The restructuring comes as the Cuomo administration is investigating NYRA over $8.5 million in winnings that wasn't paid out to bettors and the third leg of the Triple Crown is coming up at Belmont. NYRA's top two officers have been fired. After this latest controversy, Cuomo’s aides ordered the state Lottery Division to withhold slot machine payments earned at Aqueduct race track, worth about $3 million dollars a month, starving the financially shaky NYRA from a vital source of revenue.
NYRA Board member Charles Wait, who represented the board at the announcement, was full of praise for the governor and his actions. “The New York Racing Association supports this legislation wholeheartedly,” he said.

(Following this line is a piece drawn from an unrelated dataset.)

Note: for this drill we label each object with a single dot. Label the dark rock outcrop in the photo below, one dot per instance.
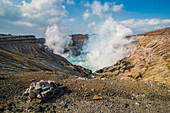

Jerry Kremer, a political strategist and a former state Assemblyman for 23 years, also applauded Cuomo's move, saying it was an historic experiment. "No time in the last 25 – 35 years has the state ever taken over a non profit group that was given the responsibility of carrying out other state functions.”
He added that appointees will make all the difference.
“I think it’s the quality of the people who get involved, their ability to want to oversee racing and to see that it improves, “ Kremer said. “So we’re doing to have to keep under a magnifying glass to make sure it works.
The changes means the governor will gain control over NYRA during a time he plans to remake the gaming industry in New York State. Cuomo is seeking a constitutional amendment to allow up to seven new non-Indian gambling casinos in the state, and has proposed an enormous convention center and gambling parlor at the Aqueduct racetrack in Queens.
“The gaming world is changing,” Cuomo said. He hopes to create an economic “synergy” between horse racing and other forms of gambling.
Legislative leaders said they intend to pass the bills to restructure NYRA as soon as the governor has them ready.
Brigid Bergin contributed reporting.